Houve um salto tecnológico na TV aberta nos últimos anos, com o modelo digital substituindo o analógico. Essa tecnologia já está totalmente implementada?
Em 2007, houve o lançamento da TV digital brasileira, introduzindo alta definição, com uma imagem que tem quatro vezes mais qualidade do que a TV analógica. E acabava com o famoso Bombril na antena, com imagens com fantasmas e chuviscos. Isso, então, é um marco, e hoje a TV digital já chega a 90% dos lares. A expectativa é de que, com o projeto Digitaliza Brasil, promovido pelo Ministério das Comunicações com todos os radiodifusores, no ano que vem esse número será de 100%.
A TV digital, chamada TV 2.0, marcou a necessidade de uma nova geração de aparelhos. Apenas 15 anos depois, já se fala na TV 3.0. O que significa esse avanço em um espaço tão curto de tempo?

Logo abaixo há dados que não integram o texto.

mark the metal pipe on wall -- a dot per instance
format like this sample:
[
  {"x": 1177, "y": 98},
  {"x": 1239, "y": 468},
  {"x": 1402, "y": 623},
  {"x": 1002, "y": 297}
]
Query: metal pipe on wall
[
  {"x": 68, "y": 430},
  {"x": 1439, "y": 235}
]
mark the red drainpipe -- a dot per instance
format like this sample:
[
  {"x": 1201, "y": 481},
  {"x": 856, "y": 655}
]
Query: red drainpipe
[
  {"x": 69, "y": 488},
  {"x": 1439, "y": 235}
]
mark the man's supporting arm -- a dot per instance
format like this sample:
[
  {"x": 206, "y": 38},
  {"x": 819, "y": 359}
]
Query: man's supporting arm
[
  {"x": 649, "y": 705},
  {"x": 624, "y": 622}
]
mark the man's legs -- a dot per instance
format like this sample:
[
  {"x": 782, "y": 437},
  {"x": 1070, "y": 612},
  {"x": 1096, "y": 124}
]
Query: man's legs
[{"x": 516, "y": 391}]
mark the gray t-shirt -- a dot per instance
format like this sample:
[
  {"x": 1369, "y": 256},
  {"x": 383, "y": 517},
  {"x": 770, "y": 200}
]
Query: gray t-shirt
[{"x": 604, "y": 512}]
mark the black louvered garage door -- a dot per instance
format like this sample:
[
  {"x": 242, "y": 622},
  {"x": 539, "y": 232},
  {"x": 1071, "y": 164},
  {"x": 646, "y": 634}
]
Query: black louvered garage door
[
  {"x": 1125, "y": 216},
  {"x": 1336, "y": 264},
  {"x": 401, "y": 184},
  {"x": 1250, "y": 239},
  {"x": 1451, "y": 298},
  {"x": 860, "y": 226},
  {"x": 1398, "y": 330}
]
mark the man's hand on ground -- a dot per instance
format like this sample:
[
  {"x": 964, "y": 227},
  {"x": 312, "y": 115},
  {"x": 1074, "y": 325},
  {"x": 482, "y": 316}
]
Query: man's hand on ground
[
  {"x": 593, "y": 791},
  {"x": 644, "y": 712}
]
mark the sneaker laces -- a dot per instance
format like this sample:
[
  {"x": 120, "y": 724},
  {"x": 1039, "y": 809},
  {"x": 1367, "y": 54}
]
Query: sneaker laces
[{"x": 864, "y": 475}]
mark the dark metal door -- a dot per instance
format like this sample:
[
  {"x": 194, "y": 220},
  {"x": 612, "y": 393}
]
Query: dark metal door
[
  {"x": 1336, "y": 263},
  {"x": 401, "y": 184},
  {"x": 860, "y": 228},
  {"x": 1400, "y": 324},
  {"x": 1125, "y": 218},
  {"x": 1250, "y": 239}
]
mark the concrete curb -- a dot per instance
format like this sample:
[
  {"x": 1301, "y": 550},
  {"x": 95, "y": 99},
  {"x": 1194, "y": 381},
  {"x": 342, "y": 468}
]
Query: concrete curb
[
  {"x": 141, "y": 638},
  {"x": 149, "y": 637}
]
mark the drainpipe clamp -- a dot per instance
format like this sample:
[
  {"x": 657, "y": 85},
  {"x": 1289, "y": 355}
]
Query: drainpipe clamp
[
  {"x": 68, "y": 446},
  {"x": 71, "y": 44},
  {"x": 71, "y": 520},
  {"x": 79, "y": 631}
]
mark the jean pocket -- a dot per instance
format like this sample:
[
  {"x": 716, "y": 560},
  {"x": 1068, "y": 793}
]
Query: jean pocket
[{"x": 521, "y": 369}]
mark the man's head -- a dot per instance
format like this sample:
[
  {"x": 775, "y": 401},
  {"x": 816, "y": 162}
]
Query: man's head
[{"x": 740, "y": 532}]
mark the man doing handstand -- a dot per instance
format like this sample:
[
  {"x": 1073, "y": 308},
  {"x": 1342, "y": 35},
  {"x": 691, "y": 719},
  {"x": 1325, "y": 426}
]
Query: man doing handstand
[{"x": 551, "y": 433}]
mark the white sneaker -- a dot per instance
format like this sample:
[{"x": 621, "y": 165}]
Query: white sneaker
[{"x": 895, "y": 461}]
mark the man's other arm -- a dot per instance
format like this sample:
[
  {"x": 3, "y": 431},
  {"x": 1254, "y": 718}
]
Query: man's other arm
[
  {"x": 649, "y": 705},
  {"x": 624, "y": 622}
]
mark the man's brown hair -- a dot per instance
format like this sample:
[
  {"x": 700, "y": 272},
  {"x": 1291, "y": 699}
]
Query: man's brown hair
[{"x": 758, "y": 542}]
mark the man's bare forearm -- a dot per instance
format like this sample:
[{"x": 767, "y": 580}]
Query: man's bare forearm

A TV em preto e branco, da década de 1950, foi a primeira geração. Depois veio a que chamamos TV 1.5, que foi a TV a cores e com áudio stereo, que chegou nos anos 1970. A TV 1.5 não demandou troca de aparelho, pois quem tivesse um televisor preto e branco podia seguir usando-o sem restrições. A TV 2.0, que é a digital, faz com que os aparelhos anteriores parem de funcionar, a não ser que houvesse o famoso decoder. Em 2021, nós lançamos a geração 2.5, que traz inovações importantes: áudio imersivo, em que o som vem de todos os lados, e um novo padrão de interatividade, chamado de DTV Play, que permite uma integração dentro do televisor dos conteúdos que são consumidos pela internet e pela TV aberta, além de uma ampliação da faixa dinâmica de cores, que é o HDR. E, desde o ano passado, nós estamos discutindo no Fórum do Sistema Brasileiro de TV Digital o que chamamos da TV 3.0. Neste caso, sim, estamos falando de um modelo que não tem necessariamente compatibilidade com os televisores que existem hoje.
O que vai mudar a TV 3.0?
A TV 3.0 já foi lançada nos EUA e na Coreia do Sul. E nós tivemos, agora em abril, o maior evento de tecnologia da indústria de mídia e entretenimento, realizado anualmente em Las Vegas, o NAB Show, e eu tive o privilégio de participar e estar em diversos painéis e fiquei bastante surpreso com o quanto a TV aberta está renascendo nos EUA, ganhando relevância em função, principalmente, desse novo padrão. A TV 3.0 pode ser definida como um conjunto de tecnologias que estarão integradas nos vários dispositivos. Estou falando dos televisores, dos computadores, dos celulares. Ou seja, todo e qualquer dispositivo que tenha uma tela. Esses dispositivos serão capazes de receber conteúdo de uma maneira completamente integrada, entregues pela internet, pelas redes 5G e pelas operadoras de TV paga. Tudo ocorre por meio do que a gente chama de um broadcast app, que é um aplicativo que representa toda a oferta de conteúdo que uma empresa de mídia tem. No caso da Globo, por exemplo, toda a oferta de seus canais de TV aberta e conteúdos do Globoplay terá uma única interface visual. E não é só isso. A qualidade de imagem é ampliada para os padrões 4K e 8K. O padrão 4K é quatro vezes mais qualidade que a TV HD que a gente tem hoje. E o padrão 8K é quatro vezes mais qualidade em comparação com o 4K. Então, as telas dos televisores nas casas das famílias podem crescer indistintamente. Existe, por sinal, uma tendência de que os nossos televisores poderão ser ampliados, com upgrades de painéis, como se fosse um quebra-cabeça, que eu vou montando e essa tela vai crescendo. Esse padrão em 4K e 8K permite telas muito grandes, de cem, 200 polegadas, com qualidade muito boa. A TV 3.0 tem ampliação da qualidade de imagem, da imersão e da distribuição espacial do áudio.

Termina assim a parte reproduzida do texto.